If you do everything right with the event announcement, what is the headline on the front cover of the paper the following day?  What is the image?

Claude Giroux and the Events Wood Buffalo/MacDonald Island partnership gets the prize for this one with their unveiling of the KISS concert a couple of years ago.  The news was big all by itself, but the fact that it was shared by a 7-foot tall Giroux dressed as Gene Simmons, almost guaranteed unparalleled coverage in the local papers.

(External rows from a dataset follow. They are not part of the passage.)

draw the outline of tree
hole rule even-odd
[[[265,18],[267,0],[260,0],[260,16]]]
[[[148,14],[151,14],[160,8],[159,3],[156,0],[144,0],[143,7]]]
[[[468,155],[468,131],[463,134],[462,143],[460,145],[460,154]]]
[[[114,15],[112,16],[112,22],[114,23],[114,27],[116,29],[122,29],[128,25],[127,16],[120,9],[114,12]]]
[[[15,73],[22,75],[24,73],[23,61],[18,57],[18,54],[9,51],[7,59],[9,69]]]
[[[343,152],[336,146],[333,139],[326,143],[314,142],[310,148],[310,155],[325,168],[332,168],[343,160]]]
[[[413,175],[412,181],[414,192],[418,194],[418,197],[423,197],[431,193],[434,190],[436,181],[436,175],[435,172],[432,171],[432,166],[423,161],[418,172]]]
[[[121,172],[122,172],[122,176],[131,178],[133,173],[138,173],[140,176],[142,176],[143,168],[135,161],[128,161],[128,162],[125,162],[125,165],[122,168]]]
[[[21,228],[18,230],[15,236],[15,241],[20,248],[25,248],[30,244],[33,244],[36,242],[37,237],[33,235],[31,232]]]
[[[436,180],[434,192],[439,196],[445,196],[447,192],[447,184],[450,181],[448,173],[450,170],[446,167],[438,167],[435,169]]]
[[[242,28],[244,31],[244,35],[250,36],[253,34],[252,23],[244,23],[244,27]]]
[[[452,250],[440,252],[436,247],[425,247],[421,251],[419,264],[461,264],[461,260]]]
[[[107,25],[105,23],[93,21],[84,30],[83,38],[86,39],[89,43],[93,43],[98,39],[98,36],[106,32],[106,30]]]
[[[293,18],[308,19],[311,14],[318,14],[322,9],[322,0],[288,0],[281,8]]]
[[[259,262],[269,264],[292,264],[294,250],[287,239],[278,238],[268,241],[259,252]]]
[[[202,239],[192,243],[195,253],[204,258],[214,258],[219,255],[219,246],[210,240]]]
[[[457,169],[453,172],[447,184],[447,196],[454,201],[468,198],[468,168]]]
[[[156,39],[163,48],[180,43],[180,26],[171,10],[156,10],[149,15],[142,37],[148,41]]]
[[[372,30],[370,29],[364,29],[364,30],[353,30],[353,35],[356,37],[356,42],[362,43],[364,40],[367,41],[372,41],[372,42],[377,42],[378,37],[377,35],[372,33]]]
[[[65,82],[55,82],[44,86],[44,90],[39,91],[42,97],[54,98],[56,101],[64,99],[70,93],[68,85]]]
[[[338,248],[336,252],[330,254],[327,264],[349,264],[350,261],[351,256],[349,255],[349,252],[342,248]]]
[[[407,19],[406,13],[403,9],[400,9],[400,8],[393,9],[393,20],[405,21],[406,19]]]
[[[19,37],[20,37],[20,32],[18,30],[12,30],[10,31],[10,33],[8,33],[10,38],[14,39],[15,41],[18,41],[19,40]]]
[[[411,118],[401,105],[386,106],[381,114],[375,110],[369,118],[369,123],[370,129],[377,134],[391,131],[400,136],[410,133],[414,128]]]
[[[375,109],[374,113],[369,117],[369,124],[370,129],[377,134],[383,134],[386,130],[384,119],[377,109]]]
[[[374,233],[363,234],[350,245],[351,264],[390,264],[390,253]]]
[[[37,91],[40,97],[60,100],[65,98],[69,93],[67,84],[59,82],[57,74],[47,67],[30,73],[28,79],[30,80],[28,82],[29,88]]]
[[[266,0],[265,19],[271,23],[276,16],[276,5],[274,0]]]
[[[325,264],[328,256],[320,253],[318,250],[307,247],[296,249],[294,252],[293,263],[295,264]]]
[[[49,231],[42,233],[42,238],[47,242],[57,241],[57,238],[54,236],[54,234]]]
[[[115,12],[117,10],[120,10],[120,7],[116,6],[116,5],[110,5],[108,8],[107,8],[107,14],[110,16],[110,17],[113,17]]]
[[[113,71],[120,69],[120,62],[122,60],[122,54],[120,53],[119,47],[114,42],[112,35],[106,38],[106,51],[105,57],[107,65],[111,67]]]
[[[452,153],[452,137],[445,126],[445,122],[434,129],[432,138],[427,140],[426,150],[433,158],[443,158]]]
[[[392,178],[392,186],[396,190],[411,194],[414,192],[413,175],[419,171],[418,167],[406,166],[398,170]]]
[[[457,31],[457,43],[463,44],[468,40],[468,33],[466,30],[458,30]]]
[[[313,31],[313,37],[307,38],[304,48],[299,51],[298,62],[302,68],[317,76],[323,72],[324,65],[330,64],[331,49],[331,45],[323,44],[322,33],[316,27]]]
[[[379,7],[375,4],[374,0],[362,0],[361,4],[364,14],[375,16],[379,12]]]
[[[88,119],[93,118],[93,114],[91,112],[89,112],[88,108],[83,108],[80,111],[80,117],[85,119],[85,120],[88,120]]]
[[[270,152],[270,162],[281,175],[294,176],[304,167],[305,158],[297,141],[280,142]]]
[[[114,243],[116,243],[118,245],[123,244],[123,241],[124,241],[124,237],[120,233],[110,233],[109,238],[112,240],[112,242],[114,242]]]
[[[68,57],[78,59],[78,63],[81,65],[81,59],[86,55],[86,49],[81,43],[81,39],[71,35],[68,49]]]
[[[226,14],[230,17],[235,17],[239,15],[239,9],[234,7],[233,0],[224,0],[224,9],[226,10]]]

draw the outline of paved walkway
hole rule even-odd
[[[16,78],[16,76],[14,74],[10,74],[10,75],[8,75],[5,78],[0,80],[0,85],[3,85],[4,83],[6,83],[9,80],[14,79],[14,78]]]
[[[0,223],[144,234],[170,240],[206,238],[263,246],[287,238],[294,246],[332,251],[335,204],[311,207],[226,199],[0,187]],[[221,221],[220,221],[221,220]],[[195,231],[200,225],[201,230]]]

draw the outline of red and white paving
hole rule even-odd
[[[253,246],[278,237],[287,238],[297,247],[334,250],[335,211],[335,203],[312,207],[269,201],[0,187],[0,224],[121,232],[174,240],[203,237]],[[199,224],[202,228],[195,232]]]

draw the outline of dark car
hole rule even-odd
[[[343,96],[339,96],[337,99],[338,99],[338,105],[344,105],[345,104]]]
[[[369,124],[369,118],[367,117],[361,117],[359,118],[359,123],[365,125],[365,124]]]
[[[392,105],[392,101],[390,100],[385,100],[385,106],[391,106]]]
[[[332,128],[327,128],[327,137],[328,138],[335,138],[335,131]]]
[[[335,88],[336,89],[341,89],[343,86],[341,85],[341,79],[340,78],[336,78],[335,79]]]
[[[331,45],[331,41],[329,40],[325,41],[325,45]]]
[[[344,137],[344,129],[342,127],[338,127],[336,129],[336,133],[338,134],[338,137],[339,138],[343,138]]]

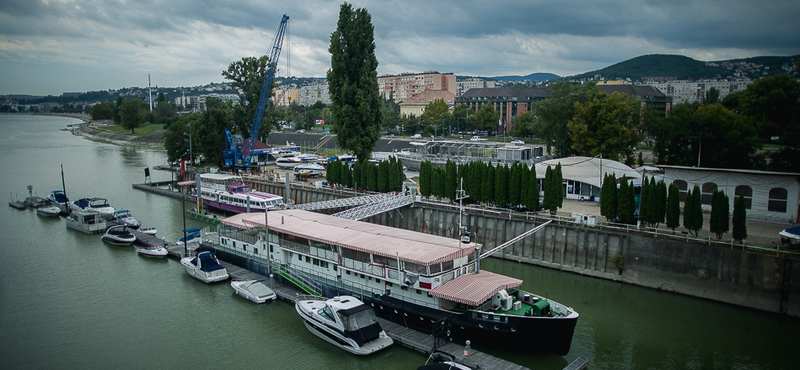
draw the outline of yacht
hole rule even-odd
[[[307,296],[294,307],[311,333],[347,352],[368,355],[394,343],[381,329],[372,307],[356,297]]]
[[[140,256],[161,258],[166,257],[168,254],[167,248],[160,245],[151,245],[149,247],[139,248],[136,250]]]
[[[58,205],[58,208],[61,209],[61,213],[67,213],[69,209],[69,198],[67,198],[63,190],[53,190],[53,192],[47,196],[47,199]]]
[[[91,211],[100,214],[103,219],[111,220],[114,215],[114,207],[108,204],[106,198],[81,198],[70,204],[73,211]]]
[[[278,298],[278,295],[264,284],[264,279],[234,280],[231,281],[231,288],[233,288],[237,295],[253,303],[264,303],[266,301],[274,301]]]
[[[203,204],[222,212],[264,212],[265,209],[284,208],[283,198],[260,191],[253,191],[241,178],[233,175],[203,173],[200,174],[198,188]],[[196,193],[196,191],[195,191]],[[192,200],[197,200],[192,196]]]
[[[186,268],[189,276],[206,284],[228,280],[228,271],[211,252],[199,252],[194,257],[181,258],[181,265]]]
[[[97,212],[73,210],[67,216],[67,227],[86,234],[106,231],[106,220]]]
[[[325,166],[317,163],[301,163],[294,167],[294,174],[300,176],[321,176]]]
[[[111,215],[111,221],[117,225],[130,227],[131,229],[139,229],[142,223],[131,215],[131,211],[123,209],[121,211],[114,211]]]
[[[131,245],[136,241],[136,236],[128,230],[127,226],[111,226],[103,234],[103,241],[114,245]]]

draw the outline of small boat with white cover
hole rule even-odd
[[[81,198],[72,202],[70,207],[73,210],[96,212],[106,220],[111,220],[114,215],[114,207],[108,204],[106,198]]]
[[[67,227],[86,234],[98,234],[106,230],[106,220],[97,212],[73,210],[67,216]]]
[[[199,252],[194,257],[181,258],[181,265],[189,276],[206,284],[228,280],[228,270],[219,264],[217,256],[211,252]]]
[[[394,343],[375,311],[356,297],[304,296],[294,307],[311,333],[347,352],[368,355]]]
[[[151,245],[149,247],[139,248],[136,250],[140,256],[161,258],[167,256],[167,248],[160,245]]]
[[[131,245],[136,241],[136,235],[133,235],[127,226],[111,226],[103,234],[103,241],[114,245]]]
[[[114,213],[111,215],[111,221],[117,225],[127,226],[134,230],[138,229],[139,226],[142,226],[142,223],[135,219],[133,215],[131,215],[131,211],[127,209],[114,211]]]
[[[63,190],[53,190],[48,196],[47,199],[58,205],[58,208],[61,209],[62,213],[67,213],[67,209],[69,208],[69,198],[67,195],[64,194]]]
[[[36,209],[36,214],[44,217],[58,217],[61,215],[61,208],[58,207],[58,204],[48,199],[43,206]]]
[[[264,303],[278,298],[278,295],[264,283],[264,279],[234,280],[231,281],[231,288],[236,294],[247,298],[253,303]]]

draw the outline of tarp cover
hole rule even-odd
[[[550,159],[536,164],[536,177],[543,179],[547,171],[547,167],[555,168],[556,165],[561,163],[561,175],[564,180],[580,181],[584,184],[591,184],[600,187],[602,168],[603,174],[614,174],[617,180],[622,176],[633,180],[635,185],[642,183],[642,175],[637,173],[633,168],[626,166],[623,163],[612,161],[610,159],[600,159],[599,157],[567,157]]]
[[[200,259],[200,271],[211,272],[224,269],[224,267],[217,263],[217,259],[211,252],[198,253],[197,258]]]
[[[461,275],[431,290],[431,295],[448,301],[478,306],[492,295],[522,285],[522,280],[489,271]]]

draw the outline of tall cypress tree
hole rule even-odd
[[[528,172],[528,210],[535,211],[539,208],[539,178],[536,176],[536,167],[531,167]]]
[[[544,209],[550,211],[551,214],[555,213],[555,205],[553,204],[553,169],[550,166],[544,171],[544,184],[542,189],[544,189],[544,201],[542,202],[542,206]]]
[[[423,197],[430,197],[433,193],[433,166],[430,161],[419,164],[419,193]]]
[[[530,192],[530,168],[526,164],[521,164],[519,166],[519,203],[526,209],[528,209],[528,203],[530,203],[528,199],[530,198]]]
[[[633,223],[636,199],[633,194],[633,185],[628,183],[628,177],[622,175],[619,182],[619,199],[617,202],[617,216],[622,222]]]
[[[497,167],[487,164],[483,168],[483,178],[481,179],[481,200],[486,203],[494,203],[494,173]]]
[[[652,224],[652,212],[650,209],[651,196],[650,196],[650,179],[646,176],[642,178],[642,193],[639,197],[639,219],[643,224]]]
[[[617,176],[606,174],[600,188],[600,214],[611,221],[617,218]]]
[[[744,196],[739,194],[733,203],[733,232],[734,240],[747,239],[747,209],[745,209]]]
[[[694,215],[692,216],[692,221],[694,222],[694,234],[695,236],[700,235],[700,229],[703,228],[703,203],[700,193],[700,187],[695,185],[694,189],[692,189],[692,212]]]
[[[508,175],[508,203],[511,207],[518,207],[522,202],[520,201],[520,184],[522,183],[522,178],[520,178],[522,169],[519,162],[514,162],[511,165],[510,174]]]
[[[674,183],[669,185],[667,207],[664,212],[667,219],[667,227],[675,232],[675,228],[681,225],[681,199],[678,185]]]
[[[327,79],[336,143],[352,151],[359,162],[366,162],[380,140],[383,122],[374,26],[366,9],[341,5],[328,51],[331,69]]]
[[[728,232],[730,222],[728,219],[730,206],[728,196],[722,191],[715,190],[711,195],[711,220],[709,229],[716,234],[717,239],[722,239],[722,234]]]
[[[561,208],[564,206],[564,174],[561,172],[561,162],[558,162],[553,174],[556,177],[556,181],[553,183],[556,194],[555,204],[556,208]]]
[[[494,181],[494,202],[498,207],[508,205],[508,167],[498,165]]]
[[[656,186],[655,198],[656,198],[655,222],[656,222],[656,227],[658,227],[658,224],[664,222],[664,217],[667,214],[667,184],[664,183],[664,180],[658,182],[658,185]],[[680,210],[680,208],[678,209]]]
[[[693,230],[692,225],[694,225],[694,212],[692,209],[694,206],[692,203],[694,202],[694,197],[692,196],[691,190],[686,190],[686,200],[683,201],[683,227],[688,229],[690,232]]]

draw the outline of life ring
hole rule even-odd
[[[281,209],[286,209],[286,204],[281,203]]]

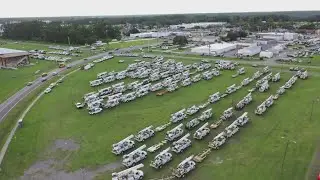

2. Announcement as the trigger

To create maximum forward momentum, all the collateral pieces need to be ready and distributed the moment after the news is announced.  The first radio commercial break following the announcement should include your sizzling promo, on every radio station if your budget allows.  The poster and images supporting the event need to be all over social media: Twitter, Facebook and Instagram.  The teaser to the news that you created leading up to the announcement has to be eclipsed by the wave of awareness and excitement generated by the details.  The news release needs to be in the hands of all the media, and accessible to everyone else (probably on your website) so they can share it, too.

3. On sale date and time

Putting an event on sale on a particular date and time helps the customers compartmentalize the information, and put the call to action on their priority list.  I'm a big fan of a four or five day lag time between the announcement and the on sale date.  This allows for momentum and excitement to crest just when you need it to.

4. Scarcity is key

Is there a compelling reason for your target audience to respond when the tickets are put on sale?  If there isn't, give them one.  Whether it is a limited release of tickets, a time-senstive offer, or the perception (not necessarily the reality) that it is going to sell out, no questions asked (Keyano Gala), communicating scarcity is your best friend.

5. Information audit

Will the average customer be able to find the information that they are looking for with respect to your event?  They will intuitively go to a number of different places to look at the details; you need to make sure that your website, Facebook page, Twitter feed and every other repository of info has what they are looking for.  Grab some random person, sit them down at a computer, ask them to look for information on your show, and see what they do and what they find, or don't find.

6. Frequency phases

I have always used a three phase approach to marketing special events:

Phase One: teaser | announcement | on sale date - SUPER HIGH FREQUENCY

Phase Two: maintenance - LOW FREQUENCY

Phase Three: final week build-up - MED - HIGH FREQUENCY

Whether it has been a major concert, theatrical musical, or a signature classical music event, this approach has produced great results.

7. Last minute gravy

I like to think of the last minute buyers as the gravy on the fluffy potatoes.  They represent the extra rush of revenue that provides a pleasant finish to the event experience.  They are a fickle bunch, these last minute purchasers.  They are easily distracted and dissuaded, and because of those two decidedly unpredictable qualities, they cannot be trusted, nor relied upon.  Lord help you if you're doing an outdoor event and the weather turns bad, as those folks who didn't pre-purchase are staying home, or doing something else.

I've been in the special events business, at one level or another, for the better part of 20 years.  I appreciate when things go according to plan, but learn lots when they don't.  And just when I think I have it all figured out, an event that should be a slam dunk falls on its face, or one that should have been a tough sell blows up beyond our wildest imaginations.  It's a fascinating business.